Acute Lung Injury Center of Excellence, Department of Medicine, University of Pittsburgh School of Medicine, Pittsburgh, PA, USA.
Respir Res. 2023 May 20;24(1):136. doi: 10.1186/s12931-023-02447-w.
BACKGROUND: Fatty acid oxidation (FAO) defects have been implicated in experimental models of acute lung injury and associated with poor outcomes in critical illness. In this study, we examined acylcarnitine profiles and 3-methylhistidine as markers of FAO defects and skeletal muscle catabolism, respectively, in patients with acute respiratory failure. We determined whether these metabolites were associated with host-response ARDS subphenotypes, inflammatory biomarkers, and clinical outcomes in acute respiratory failure. METHODS: In a nested case-control cohort study, we performed targeted analysis of serum metabolites of patients intubated for airway protection (airway controls), Class 1 (hypoinflammatory), and Class 2 (hyperinflammatory) ARDS patients (N = 50 per group) during early initiation of mechanical ventilation. Relative amounts were quantified by liquid chromatography high resolution mass spectrometry using isotope-labeled standards and analyzed with plasma biomarkers and clinical data. RESULTS: Of the acylcarnitines analyzed, octanoylcarnitine levels were twofold increased in Class 2 ARDS relative to Class 1 ARDS or airway controls (P = 0.0004 and < 0.0001, respectively) and was positively associated with Class 2 by quantile g-computation analysis (P = 0.004). In addition, acetylcarnitine and 3-methylhistidine were increased in Class 2 relative to Class 1 and positively correlated with inflammatory biomarkers. In all patients within the study with acute respiratory failure, increased 3-methylhistidine was observed in non-survivors at 30 days (P = 0.0018), while octanoylcarnitine was increased in patients requiring vasopressor support but not in non-survivors (P = 0.0001 and P = 0.28, respectively). CONCLUSIONS: This study demonstrates that increased levels of acetylcarnitine, octanoylcarnitine, and 3-methylhistidine distinguish Class 2 from Class 1 ARDS patients and airway controls. Octanoylcarnitine and 3-methylhistidine were associated with poor outcomes in patients with acute respiratory failure across the cohort independent of etiology or host-response subphenotype. These findings suggest a role for serum metabolites as biomarkers in ARDS and poor outcomes in critically ill patients early in the clinical course.

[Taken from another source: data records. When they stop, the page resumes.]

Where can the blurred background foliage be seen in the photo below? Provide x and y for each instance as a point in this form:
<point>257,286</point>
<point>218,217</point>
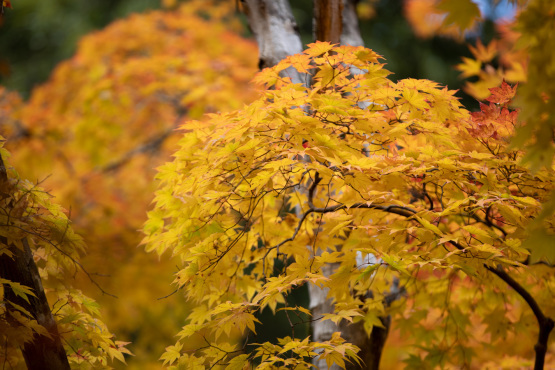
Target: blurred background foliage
<point>37,35</point>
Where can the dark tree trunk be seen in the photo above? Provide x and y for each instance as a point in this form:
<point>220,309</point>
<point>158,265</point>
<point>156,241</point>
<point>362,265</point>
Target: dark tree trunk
<point>42,353</point>
<point>275,30</point>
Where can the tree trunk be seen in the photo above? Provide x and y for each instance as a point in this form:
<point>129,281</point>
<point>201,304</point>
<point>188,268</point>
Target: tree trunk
<point>276,32</point>
<point>42,353</point>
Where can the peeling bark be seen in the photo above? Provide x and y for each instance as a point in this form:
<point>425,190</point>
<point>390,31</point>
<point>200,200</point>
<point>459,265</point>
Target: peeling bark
<point>276,33</point>
<point>42,352</point>
<point>351,31</point>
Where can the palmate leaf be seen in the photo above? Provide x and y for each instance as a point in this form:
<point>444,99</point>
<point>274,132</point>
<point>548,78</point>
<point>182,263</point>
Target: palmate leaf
<point>307,178</point>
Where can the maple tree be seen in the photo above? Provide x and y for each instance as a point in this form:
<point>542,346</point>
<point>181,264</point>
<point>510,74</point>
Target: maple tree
<point>94,133</point>
<point>429,217</point>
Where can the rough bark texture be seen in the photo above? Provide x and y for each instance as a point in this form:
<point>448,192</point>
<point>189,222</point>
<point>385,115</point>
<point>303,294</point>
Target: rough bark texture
<point>328,20</point>
<point>276,32</point>
<point>41,353</point>
<point>350,34</point>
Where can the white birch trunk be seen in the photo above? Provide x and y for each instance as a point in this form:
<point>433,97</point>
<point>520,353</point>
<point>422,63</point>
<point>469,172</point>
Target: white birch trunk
<point>276,32</point>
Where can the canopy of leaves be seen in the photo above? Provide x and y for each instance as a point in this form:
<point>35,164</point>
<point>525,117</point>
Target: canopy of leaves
<point>27,213</point>
<point>106,118</point>
<point>258,200</point>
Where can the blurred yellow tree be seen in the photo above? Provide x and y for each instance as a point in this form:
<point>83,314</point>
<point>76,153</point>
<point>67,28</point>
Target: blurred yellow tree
<point>95,132</point>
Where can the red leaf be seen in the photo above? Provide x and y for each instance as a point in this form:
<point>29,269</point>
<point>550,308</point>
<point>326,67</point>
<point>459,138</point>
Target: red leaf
<point>503,94</point>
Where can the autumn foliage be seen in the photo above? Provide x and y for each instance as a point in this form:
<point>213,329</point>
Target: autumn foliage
<point>95,132</point>
<point>353,169</point>
<point>29,219</point>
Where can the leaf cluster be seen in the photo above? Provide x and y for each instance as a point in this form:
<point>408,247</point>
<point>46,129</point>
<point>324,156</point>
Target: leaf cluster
<point>354,166</point>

背景:脂肪酸氧化 (FAO) 缺陷与急性肺损伤的实验模型有关,并与危重病患者的不良预后相关。在这项研究中,我们分别检测了酰基辅酶 A 谱和 3-甲基组氨酸作为 FAO 缺陷和骨骼肌分解代谢的标志物,以评估急性呼吸衰竭患者。我们还确定了这些代谢物与宿主反应性 ARDS 亚表型、炎症生物标志物以及急性呼吸衰竭患者的临床结局之间的相关性。

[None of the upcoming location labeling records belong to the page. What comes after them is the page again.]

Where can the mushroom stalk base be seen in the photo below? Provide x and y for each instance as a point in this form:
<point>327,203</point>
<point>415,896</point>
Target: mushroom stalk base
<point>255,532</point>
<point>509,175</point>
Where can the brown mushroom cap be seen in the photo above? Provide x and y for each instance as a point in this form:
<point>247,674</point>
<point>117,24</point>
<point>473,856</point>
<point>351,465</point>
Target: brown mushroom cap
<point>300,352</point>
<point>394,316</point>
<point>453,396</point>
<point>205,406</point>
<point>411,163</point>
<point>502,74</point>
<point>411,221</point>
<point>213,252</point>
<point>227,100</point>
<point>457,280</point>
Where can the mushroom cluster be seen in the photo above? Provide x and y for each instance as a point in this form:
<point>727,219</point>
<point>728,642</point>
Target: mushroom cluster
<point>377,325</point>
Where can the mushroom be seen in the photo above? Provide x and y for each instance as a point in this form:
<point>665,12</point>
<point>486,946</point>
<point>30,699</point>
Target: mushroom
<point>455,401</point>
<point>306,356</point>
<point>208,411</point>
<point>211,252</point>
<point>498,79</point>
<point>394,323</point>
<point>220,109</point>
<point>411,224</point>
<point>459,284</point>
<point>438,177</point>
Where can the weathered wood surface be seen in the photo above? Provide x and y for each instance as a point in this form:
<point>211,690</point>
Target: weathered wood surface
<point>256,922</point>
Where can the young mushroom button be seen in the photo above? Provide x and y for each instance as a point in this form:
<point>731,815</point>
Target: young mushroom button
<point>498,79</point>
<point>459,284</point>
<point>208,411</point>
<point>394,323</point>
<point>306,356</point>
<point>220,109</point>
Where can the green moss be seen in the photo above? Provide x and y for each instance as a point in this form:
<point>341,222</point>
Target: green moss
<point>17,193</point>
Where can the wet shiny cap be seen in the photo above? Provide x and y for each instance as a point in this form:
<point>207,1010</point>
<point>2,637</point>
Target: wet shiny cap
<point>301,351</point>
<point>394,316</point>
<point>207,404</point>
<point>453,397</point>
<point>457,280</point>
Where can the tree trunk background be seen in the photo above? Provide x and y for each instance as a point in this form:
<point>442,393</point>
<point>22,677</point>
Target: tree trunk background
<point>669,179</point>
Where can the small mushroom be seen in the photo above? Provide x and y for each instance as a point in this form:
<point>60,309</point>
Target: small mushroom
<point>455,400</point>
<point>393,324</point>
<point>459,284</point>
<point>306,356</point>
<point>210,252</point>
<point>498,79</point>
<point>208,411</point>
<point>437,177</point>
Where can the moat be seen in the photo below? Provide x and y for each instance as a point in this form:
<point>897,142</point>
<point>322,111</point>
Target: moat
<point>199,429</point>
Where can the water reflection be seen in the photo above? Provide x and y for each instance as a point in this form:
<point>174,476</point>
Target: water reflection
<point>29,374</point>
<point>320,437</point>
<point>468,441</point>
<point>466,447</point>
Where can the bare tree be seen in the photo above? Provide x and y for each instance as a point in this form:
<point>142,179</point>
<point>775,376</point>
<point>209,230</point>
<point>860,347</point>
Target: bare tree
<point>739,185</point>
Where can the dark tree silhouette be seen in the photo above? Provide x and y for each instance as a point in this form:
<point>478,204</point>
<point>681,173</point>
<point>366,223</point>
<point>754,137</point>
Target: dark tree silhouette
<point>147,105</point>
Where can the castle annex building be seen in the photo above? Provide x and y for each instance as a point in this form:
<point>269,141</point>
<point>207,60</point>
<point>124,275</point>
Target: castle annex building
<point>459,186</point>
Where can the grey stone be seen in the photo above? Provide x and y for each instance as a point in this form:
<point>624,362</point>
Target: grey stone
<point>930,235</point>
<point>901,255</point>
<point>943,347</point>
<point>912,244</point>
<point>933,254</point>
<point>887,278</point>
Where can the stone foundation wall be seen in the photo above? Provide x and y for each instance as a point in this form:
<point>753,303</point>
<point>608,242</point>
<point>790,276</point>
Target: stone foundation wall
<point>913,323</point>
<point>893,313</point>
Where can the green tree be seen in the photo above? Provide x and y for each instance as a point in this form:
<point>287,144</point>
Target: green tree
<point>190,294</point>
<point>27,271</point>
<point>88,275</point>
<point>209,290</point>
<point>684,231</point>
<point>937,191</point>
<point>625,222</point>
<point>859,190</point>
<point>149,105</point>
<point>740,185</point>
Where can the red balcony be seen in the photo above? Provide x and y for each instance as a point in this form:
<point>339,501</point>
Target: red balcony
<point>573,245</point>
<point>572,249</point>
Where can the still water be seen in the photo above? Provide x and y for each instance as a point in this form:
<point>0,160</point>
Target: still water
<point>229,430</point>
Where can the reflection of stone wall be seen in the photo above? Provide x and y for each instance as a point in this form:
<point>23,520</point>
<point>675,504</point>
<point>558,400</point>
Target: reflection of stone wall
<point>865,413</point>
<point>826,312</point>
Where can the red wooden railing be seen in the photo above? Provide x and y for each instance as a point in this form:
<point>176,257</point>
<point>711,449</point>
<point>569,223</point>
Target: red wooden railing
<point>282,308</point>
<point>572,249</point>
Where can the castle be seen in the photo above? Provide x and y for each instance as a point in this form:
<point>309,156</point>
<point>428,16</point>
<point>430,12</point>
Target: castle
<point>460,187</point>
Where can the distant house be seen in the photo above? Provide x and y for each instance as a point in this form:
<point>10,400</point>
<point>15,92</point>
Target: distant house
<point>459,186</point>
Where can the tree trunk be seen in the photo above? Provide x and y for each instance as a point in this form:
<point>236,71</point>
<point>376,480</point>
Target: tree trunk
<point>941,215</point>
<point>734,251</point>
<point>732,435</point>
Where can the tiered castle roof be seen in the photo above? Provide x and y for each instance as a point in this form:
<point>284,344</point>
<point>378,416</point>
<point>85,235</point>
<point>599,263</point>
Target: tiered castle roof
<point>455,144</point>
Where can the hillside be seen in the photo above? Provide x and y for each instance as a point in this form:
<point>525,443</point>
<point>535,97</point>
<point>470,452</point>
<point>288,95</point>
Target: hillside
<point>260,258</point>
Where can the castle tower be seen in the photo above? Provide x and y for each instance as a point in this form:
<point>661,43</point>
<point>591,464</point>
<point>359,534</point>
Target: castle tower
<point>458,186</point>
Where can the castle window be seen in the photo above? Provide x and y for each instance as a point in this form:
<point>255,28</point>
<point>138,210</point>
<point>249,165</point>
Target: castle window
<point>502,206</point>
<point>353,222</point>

方法:在一项嵌套病例对照队列研究中,我们对因气道保护而插管的患者(气道对照)、1 类(低炎症)和 2 类(高炎症)ARDS 患者(每组 50 例)在机械通气早期进行了血清代谢物的靶向分析。采用液相色谱-高分辨质谱法,通过同位素标记标准品进行相对含量的定量分析,并结合血浆生物标志物和临床数据进行分析。
结果:在所分析的酰基辅酶 A 中,与 1 类 ARDS 或气道对照相比,2 类 ARDS 患者的辛酰基辅酶 A 水平增加了两倍(分别为 P<0.0004 和 P<0.0001),并且通过定量分位数计算分析,2 类 ARDS 与辛酰基辅酶 A 呈正相关(P=0.004)。此外,与 1 类 ARDS 相比,2 类 ARDS 患者的乙酰基辅酶 A 和 3-甲基组氨酸水平升高,并与炎症生物标志物呈正相关。在所有患有急性呼吸衰竭的患者中,30 天存活者的 3-甲基组氨酸水平升高(P=0.0018),而需要血管加压支持的患者中辛酰基辅酶 A 水平升高,但存活者中未升高(P=0.0001 和 P=0.28)。
结论:本研究表明,乙酰基辅酶 A、辛酰基辅酶 A 和 3-甲基组氨酸水平的增加可将 2 类 ARDS 与 1 类 ARDS 患者和气道对照区分开来。在整个队列中,无论是病因还是宿主反应亚表型,辛酰基辅酶 A 和 3-甲基组氨酸与急性呼吸衰竭患者的不良预后相关。这些发现提示,在疾病的早期阶段,血清代谢物可作为 ARDS 和危重病患者不良预后的生物标志物。